Opening ceremony was pretty cool. I didn't attend much of it, but what I do know is that they sync up the lighting of these wristbands they gave us for admissions. [Insert Image of Wristbands Here].

The Idea

Our team came up with multiple ideas. However, the idea we stuck with was an AI profiler and optimizer made with a new structured language called BAML. We wanted to implement many features, namely:

  1. Auto documentation
  2. Profiler to assess coding
  3. Memory checker
  4. Optimizer with reasoning
  5. Dependency graph

By the end of the hackathon, we were able to get a decent bit of that list with either complete functionality or demo-level functionality.

Coding

We split the coding amongst each of us attending. I worked on the backend which used BAML tools to send and receive data from LLMs as well as parsing. We had a total of 2 days to code what we were thinking of and finished a very rough prototype of what we wanted. A lot of the coding was done throughout the night when some of us were still up. Some of us woke up early in the morning to finish the code.

BAML

BAML is a tool which utilizes LLM APIs to receive data in JSON like format which makes it easier to parse different things like strings and numbers. We used BAML to make an LLM create a brief summary of what the function did in general. We also used it to determine optimizations that could be made. BAML made it easier to parse which section was the optimization, which section was the reasoning, and which section was the summary.
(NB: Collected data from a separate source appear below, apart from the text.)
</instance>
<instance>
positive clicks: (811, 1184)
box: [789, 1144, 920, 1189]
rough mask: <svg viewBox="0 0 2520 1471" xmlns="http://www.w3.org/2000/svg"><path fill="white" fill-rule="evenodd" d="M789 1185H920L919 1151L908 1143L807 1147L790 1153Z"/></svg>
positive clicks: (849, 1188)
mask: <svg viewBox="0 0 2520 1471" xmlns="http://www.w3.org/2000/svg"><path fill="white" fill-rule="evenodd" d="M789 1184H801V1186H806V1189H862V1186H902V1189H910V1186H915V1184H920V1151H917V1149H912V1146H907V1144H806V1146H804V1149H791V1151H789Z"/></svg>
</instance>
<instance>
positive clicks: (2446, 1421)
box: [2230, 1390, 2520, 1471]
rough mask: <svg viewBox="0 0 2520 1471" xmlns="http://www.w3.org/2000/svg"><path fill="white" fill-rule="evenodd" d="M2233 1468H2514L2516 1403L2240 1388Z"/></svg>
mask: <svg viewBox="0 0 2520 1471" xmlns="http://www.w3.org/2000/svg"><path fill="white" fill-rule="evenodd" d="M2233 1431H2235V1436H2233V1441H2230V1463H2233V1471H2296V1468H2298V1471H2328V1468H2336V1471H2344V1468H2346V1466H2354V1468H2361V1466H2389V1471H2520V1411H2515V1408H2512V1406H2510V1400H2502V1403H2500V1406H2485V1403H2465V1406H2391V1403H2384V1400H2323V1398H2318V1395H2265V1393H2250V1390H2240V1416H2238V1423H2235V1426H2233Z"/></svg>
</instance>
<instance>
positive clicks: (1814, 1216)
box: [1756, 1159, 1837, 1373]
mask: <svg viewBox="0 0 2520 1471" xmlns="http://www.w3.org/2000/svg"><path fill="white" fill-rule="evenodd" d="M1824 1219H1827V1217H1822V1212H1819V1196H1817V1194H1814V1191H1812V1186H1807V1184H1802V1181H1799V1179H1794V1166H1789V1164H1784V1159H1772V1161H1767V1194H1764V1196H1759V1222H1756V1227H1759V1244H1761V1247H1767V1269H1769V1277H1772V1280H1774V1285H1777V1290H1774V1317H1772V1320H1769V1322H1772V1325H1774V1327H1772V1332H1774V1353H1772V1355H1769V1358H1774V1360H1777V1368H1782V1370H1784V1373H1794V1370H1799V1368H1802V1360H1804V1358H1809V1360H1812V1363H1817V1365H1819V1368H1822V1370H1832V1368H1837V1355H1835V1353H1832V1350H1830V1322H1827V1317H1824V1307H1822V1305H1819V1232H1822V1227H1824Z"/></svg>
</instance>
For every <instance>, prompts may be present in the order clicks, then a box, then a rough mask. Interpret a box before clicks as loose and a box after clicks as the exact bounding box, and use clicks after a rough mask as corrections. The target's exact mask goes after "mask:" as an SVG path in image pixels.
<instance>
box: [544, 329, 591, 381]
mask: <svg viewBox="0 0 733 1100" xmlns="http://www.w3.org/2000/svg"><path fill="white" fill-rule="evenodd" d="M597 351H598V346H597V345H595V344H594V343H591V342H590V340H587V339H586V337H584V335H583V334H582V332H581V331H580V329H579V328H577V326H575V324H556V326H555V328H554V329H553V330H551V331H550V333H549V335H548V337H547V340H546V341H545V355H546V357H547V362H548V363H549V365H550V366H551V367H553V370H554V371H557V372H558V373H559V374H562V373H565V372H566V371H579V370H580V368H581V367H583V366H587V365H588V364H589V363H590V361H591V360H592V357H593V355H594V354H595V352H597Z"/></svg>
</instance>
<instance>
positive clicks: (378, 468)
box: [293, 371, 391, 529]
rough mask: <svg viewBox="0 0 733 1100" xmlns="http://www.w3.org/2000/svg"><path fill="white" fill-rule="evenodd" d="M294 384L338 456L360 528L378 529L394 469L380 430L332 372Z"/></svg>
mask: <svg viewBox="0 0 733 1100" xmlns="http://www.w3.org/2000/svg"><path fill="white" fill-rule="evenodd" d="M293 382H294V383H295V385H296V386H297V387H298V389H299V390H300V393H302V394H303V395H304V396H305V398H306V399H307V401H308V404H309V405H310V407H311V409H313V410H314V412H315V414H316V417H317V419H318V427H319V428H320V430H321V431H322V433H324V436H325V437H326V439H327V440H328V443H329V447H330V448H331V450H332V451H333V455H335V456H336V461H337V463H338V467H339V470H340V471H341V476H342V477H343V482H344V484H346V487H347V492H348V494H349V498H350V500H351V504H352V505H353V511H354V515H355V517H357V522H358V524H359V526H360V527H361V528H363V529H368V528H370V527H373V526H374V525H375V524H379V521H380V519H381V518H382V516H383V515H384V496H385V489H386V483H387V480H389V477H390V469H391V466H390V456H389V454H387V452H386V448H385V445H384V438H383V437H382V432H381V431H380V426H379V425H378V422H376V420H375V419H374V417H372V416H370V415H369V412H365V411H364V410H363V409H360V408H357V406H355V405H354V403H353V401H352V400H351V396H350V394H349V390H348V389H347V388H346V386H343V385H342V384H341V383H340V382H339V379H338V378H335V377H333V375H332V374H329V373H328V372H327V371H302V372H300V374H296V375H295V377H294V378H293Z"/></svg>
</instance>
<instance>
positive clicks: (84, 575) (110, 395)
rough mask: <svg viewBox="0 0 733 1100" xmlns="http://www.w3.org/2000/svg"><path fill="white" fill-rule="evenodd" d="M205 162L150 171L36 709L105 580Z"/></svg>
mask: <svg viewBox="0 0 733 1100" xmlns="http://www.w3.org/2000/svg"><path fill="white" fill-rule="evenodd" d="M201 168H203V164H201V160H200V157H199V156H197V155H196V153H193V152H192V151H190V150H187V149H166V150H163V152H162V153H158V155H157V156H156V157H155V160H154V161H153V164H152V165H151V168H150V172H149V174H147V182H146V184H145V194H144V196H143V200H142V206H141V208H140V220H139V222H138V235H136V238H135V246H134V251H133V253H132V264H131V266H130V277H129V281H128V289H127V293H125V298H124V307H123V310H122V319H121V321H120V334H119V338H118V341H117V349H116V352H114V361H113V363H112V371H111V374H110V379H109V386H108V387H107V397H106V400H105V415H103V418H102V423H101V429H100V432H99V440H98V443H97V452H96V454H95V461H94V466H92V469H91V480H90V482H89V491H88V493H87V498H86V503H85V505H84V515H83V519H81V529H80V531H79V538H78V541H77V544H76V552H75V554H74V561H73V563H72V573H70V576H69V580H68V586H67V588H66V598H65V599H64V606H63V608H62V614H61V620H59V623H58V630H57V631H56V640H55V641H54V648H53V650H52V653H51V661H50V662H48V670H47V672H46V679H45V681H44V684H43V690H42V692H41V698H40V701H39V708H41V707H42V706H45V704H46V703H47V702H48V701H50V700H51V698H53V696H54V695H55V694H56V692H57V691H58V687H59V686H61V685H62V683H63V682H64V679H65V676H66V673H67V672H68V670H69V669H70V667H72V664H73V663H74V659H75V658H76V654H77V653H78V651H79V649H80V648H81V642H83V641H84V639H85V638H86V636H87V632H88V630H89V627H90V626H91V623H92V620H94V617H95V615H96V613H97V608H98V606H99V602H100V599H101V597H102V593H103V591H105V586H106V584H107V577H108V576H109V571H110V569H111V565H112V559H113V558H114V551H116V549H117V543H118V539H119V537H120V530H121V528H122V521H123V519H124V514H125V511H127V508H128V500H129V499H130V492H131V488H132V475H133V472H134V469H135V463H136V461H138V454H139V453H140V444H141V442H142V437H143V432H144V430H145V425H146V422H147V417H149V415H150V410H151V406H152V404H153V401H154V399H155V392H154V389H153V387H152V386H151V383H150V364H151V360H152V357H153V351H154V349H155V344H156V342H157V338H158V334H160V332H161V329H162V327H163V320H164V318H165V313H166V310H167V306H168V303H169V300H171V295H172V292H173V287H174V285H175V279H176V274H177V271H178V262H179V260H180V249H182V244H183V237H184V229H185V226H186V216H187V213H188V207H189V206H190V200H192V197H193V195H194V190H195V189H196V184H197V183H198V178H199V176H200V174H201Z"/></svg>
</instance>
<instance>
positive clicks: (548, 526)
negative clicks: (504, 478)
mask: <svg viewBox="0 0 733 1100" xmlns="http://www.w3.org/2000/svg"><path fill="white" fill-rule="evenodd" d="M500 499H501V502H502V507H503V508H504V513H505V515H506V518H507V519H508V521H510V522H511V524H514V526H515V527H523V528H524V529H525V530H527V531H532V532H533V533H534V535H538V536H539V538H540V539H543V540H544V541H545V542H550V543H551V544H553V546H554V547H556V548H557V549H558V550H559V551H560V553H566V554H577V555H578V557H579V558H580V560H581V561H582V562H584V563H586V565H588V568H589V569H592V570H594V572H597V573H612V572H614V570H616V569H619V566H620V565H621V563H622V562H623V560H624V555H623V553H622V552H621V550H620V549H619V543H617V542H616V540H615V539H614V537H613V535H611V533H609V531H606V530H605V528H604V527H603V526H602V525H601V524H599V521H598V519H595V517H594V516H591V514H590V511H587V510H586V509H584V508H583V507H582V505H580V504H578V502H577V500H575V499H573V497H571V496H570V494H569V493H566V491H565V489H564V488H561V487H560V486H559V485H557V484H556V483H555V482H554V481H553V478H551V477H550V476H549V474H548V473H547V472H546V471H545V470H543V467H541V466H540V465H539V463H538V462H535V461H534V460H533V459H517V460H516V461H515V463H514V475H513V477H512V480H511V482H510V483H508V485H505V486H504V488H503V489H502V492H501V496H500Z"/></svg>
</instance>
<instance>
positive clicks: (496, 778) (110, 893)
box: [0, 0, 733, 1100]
Of course, the prompt couldn't be made too long because the larger responses gave more inaccurate answers. I coded this functionality alongside Daniel Zhou.

Dependency Graph

The dependency graph would show which functions depended on another function. IE function A calls function B then function A depends on function B. This functionality was gracefully coded by Nathan Hu.

Frontend

We wanted to mimick a frontend similar to VSCode and found a library which created a text editor in the browser with the theming of VSCode. The documentation would be presented when the function was clicked on. Optimization would be suggested and reasoning would be show on a small popup window within the page which you either accept or deny. The dependency graph would be shown on the bottom. We weren't able to finish all the features such as the memory checker. Our frontend generously made by Alice Li.

Closing Ceremony

Honestly, I wasn't expecting to win anything, but I wanted to see the other projects people had completed. Among the many projects one that had stuck with me in particular was a tool which utilized AI to find software vulnerabilities which they had even demonstrated live that day.

Prizes!!!

There we awesome prizes like keyboards, laptops, LLM tokens, etc. I really wanted the keyboard because the keyboard they were giving as a prize were keychron keyboards which are amazing keyboards (not sponsored... O-O). We didn't win that prize... However, we did win the BAML track which was a prize of $500 total split between our members. As of 2025-08-03 it has not been distributed... :(. Regardless, the hackathon was a fun experience and I look forward to attending more in the future.